Passing .NET references through COM objects

D

David Vestal

Suppose a COM object creates a .NET object (call it 'A') through a Com-
Callable Wrapper.

Can the COM object then pass a .NET reference to 'A' to a different .NET
object (call it 'B')? The goal is for 'B' to be able to use 'A' like any
other .NET object.


This is a much simpler way to ask the same question I was asking in my
recent post "Fairly complicated COM/.NET mixing."
 
M

Mattias Sjögren

David,
Can the COM object then pass a .NET reference to 'A' to a different .NET
object (call it 'B')? The goal is for 'B' to be able to use 'A' like any
other .NET object.

Yes



Mattias
 
D

David Vestal

David,


Well it should "just work", no magic needed. I assume you are having
problems with it since you're asking. What's failing?

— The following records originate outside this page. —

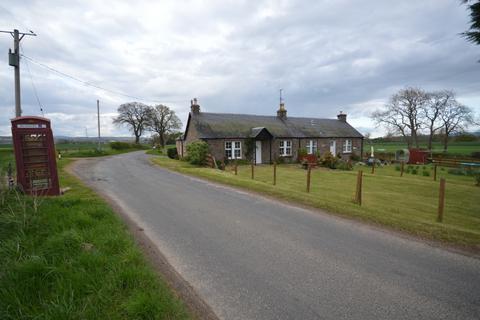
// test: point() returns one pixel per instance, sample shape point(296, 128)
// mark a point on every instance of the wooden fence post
point(441, 200)
point(275, 173)
point(309, 170)
point(358, 193)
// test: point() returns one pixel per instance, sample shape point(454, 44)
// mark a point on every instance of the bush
point(302, 152)
point(118, 145)
point(476, 177)
point(197, 152)
point(172, 153)
point(476, 154)
point(329, 160)
point(354, 157)
point(344, 165)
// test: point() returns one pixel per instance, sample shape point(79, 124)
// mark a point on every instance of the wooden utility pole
point(14, 61)
point(358, 193)
point(98, 123)
point(275, 173)
point(441, 200)
point(309, 170)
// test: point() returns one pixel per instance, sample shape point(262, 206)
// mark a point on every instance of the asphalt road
point(252, 258)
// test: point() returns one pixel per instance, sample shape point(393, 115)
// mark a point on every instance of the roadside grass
point(72, 258)
point(454, 148)
point(84, 150)
point(407, 203)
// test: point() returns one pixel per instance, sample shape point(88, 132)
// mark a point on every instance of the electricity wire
point(33, 84)
point(86, 83)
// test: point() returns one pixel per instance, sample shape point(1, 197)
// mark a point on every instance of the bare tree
point(432, 111)
point(402, 114)
point(163, 121)
point(454, 117)
point(136, 116)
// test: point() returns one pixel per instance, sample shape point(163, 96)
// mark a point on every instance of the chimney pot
point(342, 117)
point(195, 107)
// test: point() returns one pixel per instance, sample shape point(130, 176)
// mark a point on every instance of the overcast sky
point(234, 56)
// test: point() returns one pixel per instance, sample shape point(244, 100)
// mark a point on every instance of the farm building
point(269, 138)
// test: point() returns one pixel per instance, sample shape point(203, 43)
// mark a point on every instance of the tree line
point(139, 118)
point(414, 111)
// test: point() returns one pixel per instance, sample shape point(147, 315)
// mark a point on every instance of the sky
point(234, 56)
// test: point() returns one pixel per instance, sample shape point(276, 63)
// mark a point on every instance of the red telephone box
point(35, 155)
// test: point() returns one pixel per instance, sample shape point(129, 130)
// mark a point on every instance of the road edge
point(457, 249)
point(182, 288)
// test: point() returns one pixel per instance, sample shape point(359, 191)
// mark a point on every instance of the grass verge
point(70, 257)
point(407, 203)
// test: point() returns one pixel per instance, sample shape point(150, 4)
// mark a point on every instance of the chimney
point(282, 112)
point(342, 117)
point(194, 106)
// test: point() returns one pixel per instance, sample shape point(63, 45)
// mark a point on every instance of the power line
point(33, 84)
point(86, 83)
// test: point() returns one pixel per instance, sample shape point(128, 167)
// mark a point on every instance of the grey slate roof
point(225, 125)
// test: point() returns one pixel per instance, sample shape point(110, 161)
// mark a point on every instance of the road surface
point(249, 257)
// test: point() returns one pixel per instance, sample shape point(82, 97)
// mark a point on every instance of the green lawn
point(458, 148)
point(406, 203)
point(82, 150)
point(73, 258)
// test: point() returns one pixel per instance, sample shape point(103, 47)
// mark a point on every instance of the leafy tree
point(163, 121)
point(473, 35)
point(401, 114)
point(136, 116)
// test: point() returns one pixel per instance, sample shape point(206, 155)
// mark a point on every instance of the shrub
point(118, 145)
point(328, 160)
point(354, 157)
point(197, 152)
point(476, 177)
point(302, 152)
point(344, 165)
point(476, 154)
point(172, 153)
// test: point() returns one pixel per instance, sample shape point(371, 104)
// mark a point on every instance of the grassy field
point(82, 150)
point(407, 203)
point(72, 258)
point(459, 148)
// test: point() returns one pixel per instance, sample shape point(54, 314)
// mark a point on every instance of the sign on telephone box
point(35, 155)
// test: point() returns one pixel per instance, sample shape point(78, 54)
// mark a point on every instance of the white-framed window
point(347, 146)
point(233, 150)
point(285, 148)
point(312, 146)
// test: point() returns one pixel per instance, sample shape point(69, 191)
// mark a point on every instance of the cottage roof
point(225, 125)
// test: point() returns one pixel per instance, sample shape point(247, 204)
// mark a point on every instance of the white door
point(258, 151)
point(333, 147)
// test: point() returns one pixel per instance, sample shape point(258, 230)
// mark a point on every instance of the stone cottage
point(269, 138)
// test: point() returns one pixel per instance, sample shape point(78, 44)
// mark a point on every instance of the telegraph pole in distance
point(98, 119)
point(14, 61)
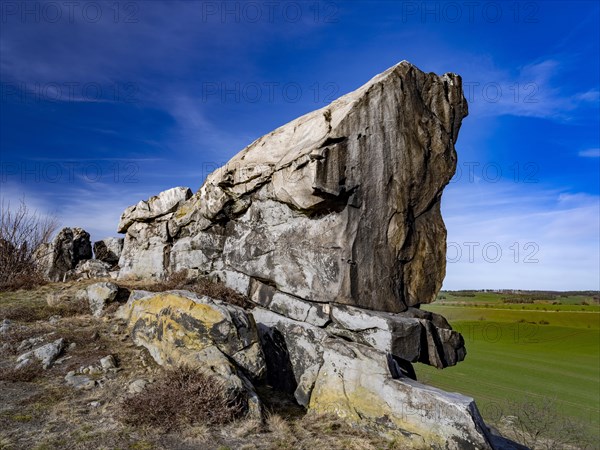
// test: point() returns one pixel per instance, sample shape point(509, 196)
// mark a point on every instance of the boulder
point(69, 246)
point(412, 339)
point(99, 295)
point(293, 352)
point(364, 386)
point(340, 205)
point(89, 269)
point(109, 250)
point(181, 328)
point(47, 354)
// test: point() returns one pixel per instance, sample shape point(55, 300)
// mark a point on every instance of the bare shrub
point(182, 396)
point(21, 233)
point(201, 286)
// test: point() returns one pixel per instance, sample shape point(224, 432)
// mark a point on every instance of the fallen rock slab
point(341, 205)
point(355, 383)
point(180, 328)
point(46, 354)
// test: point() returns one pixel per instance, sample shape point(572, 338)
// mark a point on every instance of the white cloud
point(521, 236)
point(536, 90)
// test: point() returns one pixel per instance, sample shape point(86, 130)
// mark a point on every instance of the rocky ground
point(77, 402)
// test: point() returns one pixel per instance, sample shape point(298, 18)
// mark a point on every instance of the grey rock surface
point(355, 382)
point(340, 205)
point(67, 249)
point(46, 354)
point(108, 250)
point(99, 295)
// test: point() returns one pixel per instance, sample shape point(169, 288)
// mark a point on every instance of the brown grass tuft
point(25, 374)
point(182, 396)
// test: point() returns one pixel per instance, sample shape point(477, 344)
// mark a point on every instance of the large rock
point(109, 250)
point(293, 352)
point(340, 205)
point(147, 244)
point(364, 386)
point(69, 247)
point(412, 335)
point(88, 269)
point(46, 354)
point(180, 328)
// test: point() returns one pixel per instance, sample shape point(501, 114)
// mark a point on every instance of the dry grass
point(182, 396)
point(201, 286)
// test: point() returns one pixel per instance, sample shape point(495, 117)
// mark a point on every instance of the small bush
point(21, 233)
point(182, 396)
point(201, 286)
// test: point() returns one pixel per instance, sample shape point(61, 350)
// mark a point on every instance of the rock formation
point(180, 328)
point(331, 226)
point(69, 247)
point(109, 250)
point(340, 205)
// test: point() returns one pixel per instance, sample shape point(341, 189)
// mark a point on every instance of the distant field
point(518, 353)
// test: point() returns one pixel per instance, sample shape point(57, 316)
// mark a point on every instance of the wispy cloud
point(506, 235)
point(590, 153)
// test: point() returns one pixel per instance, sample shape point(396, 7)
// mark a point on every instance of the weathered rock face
point(88, 269)
point(354, 382)
point(109, 250)
point(180, 328)
point(340, 205)
point(368, 381)
point(148, 243)
point(98, 296)
point(69, 247)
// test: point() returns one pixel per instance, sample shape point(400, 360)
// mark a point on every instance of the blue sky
point(106, 103)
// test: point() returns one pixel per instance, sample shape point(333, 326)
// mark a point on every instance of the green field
point(519, 354)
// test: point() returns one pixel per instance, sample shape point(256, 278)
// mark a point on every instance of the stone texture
point(181, 328)
point(99, 295)
point(88, 269)
point(109, 250)
point(354, 382)
point(340, 205)
point(293, 352)
point(69, 246)
point(413, 339)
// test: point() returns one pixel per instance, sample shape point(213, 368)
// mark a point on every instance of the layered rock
point(147, 247)
point(331, 226)
point(109, 250)
point(340, 205)
point(180, 328)
point(67, 249)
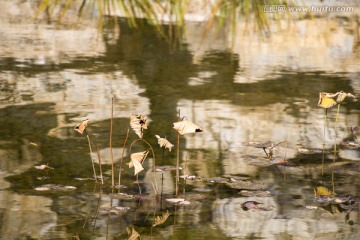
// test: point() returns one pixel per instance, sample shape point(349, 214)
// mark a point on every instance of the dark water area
point(44, 95)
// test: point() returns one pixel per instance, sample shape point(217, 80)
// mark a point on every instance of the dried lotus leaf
point(163, 142)
point(81, 127)
point(138, 123)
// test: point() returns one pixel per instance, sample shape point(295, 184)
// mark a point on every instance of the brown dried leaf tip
point(163, 142)
point(161, 219)
point(133, 234)
point(186, 126)
point(81, 127)
point(138, 123)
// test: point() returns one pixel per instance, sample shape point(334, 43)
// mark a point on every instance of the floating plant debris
point(234, 178)
point(248, 193)
point(246, 185)
point(43, 167)
point(163, 142)
point(84, 179)
point(204, 190)
point(81, 127)
point(123, 196)
point(133, 234)
point(349, 200)
point(175, 200)
point(186, 126)
point(138, 123)
point(161, 219)
point(166, 168)
point(322, 191)
point(187, 177)
point(326, 101)
point(250, 205)
point(120, 210)
point(352, 145)
point(54, 187)
point(216, 180)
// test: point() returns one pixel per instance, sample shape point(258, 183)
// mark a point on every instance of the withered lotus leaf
point(82, 126)
point(133, 234)
point(161, 219)
point(186, 126)
point(163, 142)
point(322, 191)
point(138, 123)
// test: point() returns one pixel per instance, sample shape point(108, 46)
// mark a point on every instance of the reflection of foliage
point(158, 11)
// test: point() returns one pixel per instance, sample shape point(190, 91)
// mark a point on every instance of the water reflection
point(43, 98)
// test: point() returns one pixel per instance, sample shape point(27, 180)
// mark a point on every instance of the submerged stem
point(323, 152)
point(92, 162)
point(111, 153)
point(99, 158)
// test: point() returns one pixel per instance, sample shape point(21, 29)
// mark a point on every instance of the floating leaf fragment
point(325, 100)
point(133, 234)
point(248, 193)
point(188, 177)
point(123, 196)
point(186, 126)
point(175, 200)
point(166, 168)
point(138, 123)
point(204, 190)
point(163, 142)
point(54, 187)
point(136, 161)
point(161, 219)
point(81, 127)
point(43, 167)
point(247, 185)
point(342, 95)
point(322, 191)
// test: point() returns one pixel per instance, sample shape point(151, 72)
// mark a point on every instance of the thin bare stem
point(92, 162)
point(177, 161)
point(122, 158)
point(334, 159)
point(99, 158)
point(138, 183)
point(151, 148)
point(323, 152)
point(185, 176)
point(111, 153)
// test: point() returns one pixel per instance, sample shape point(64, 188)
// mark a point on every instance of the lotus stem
point(92, 162)
point(122, 158)
point(111, 153)
point(177, 165)
point(151, 148)
point(323, 151)
point(177, 160)
point(334, 159)
point(99, 158)
point(185, 176)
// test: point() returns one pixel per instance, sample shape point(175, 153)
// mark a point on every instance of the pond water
point(51, 79)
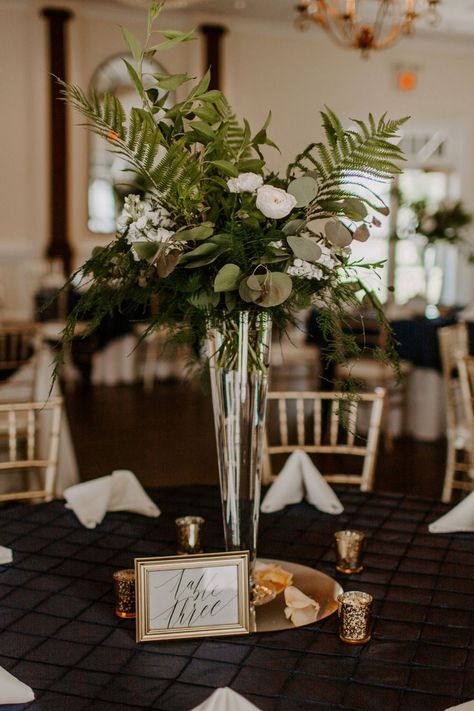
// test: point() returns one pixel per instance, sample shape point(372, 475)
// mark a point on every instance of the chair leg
point(386, 425)
point(450, 469)
point(151, 356)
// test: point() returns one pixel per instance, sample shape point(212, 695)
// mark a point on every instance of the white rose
point(245, 183)
point(274, 202)
point(300, 608)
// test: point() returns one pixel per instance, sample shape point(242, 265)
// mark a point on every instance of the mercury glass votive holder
point(349, 546)
point(124, 586)
point(189, 535)
point(355, 614)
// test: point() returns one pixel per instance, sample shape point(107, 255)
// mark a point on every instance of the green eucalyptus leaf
point(254, 282)
point(304, 189)
point(174, 34)
point(133, 42)
point(195, 234)
point(246, 294)
point(222, 239)
point(204, 299)
point(203, 130)
point(170, 82)
point(278, 288)
point(227, 278)
point(354, 209)
point(316, 226)
point(203, 250)
point(305, 248)
point(207, 113)
point(146, 250)
point(230, 301)
point(226, 167)
point(292, 227)
point(213, 95)
point(361, 234)
point(250, 165)
point(134, 77)
point(337, 233)
point(202, 86)
point(169, 43)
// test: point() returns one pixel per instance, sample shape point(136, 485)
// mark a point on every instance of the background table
point(60, 635)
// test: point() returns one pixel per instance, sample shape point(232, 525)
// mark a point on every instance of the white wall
point(266, 66)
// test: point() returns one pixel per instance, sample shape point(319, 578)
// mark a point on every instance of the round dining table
point(60, 634)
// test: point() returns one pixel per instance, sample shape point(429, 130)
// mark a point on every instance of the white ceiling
point(457, 15)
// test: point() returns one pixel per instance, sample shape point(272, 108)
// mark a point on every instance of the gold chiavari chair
point(29, 445)
point(19, 347)
point(371, 337)
point(300, 425)
point(454, 347)
point(462, 477)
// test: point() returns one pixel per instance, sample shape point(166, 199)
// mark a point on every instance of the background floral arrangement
point(445, 224)
point(218, 232)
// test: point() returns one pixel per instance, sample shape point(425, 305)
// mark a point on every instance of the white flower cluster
point(304, 270)
point(272, 202)
point(308, 270)
point(145, 224)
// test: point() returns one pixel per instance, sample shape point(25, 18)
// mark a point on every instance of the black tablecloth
point(60, 635)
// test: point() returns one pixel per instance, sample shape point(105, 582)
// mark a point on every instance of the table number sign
point(195, 596)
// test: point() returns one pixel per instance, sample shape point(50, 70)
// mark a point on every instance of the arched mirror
point(110, 179)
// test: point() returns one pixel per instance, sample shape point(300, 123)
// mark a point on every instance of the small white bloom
point(304, 270)
point(428, 224)
point(300, 608)
point(133, 209)
point(160, 235)
point(326, 257)
point(245, 183)
point(274, 202)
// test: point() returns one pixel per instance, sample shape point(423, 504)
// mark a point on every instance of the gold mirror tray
point(319, 586)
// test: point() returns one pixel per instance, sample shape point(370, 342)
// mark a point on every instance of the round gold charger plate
point(322, 588)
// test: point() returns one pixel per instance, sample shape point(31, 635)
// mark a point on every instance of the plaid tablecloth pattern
point(59, 633)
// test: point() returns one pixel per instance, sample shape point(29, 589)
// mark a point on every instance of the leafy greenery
point(217, 232)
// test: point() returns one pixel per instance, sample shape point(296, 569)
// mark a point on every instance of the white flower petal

It's more that I just don't know what variable type I should use in COM
code to represent a .NET reference.

Suppose my COM object instantiates a CCW-wrapped .NET object that exposes
as a property a System.Collections.Queue.

The COM object provides a getQueue method, which should return the property
exposed by the .NET object. What should the signature of this method be?

class COMObject : IUnknown{
public:
CComPtr<IDotNetObject> dotNetObject;

HRESULT getQueue([out, retval] ?Type? returnValue){
return dotNetObject->get_queueProperty(returnValue);
}
};

Obviously, the code is inexact, but what should I put in place of ?Type?
such that a .NET object could obtain the Queue exposed by IDotNetObject?
 
M

Mattias Sjögren

David,

Mscorlib.tlb contains interfaces for COM visible types in
Mscorlib.dll. If you #import it in your C++ code, you should be able
to use _Queue* as the parameter type.

That said, I personally wouldn't directly expose framework types like
that to COM, but instead write my own wrapper class so I could control
exactly which methods are visisble to the COM clients.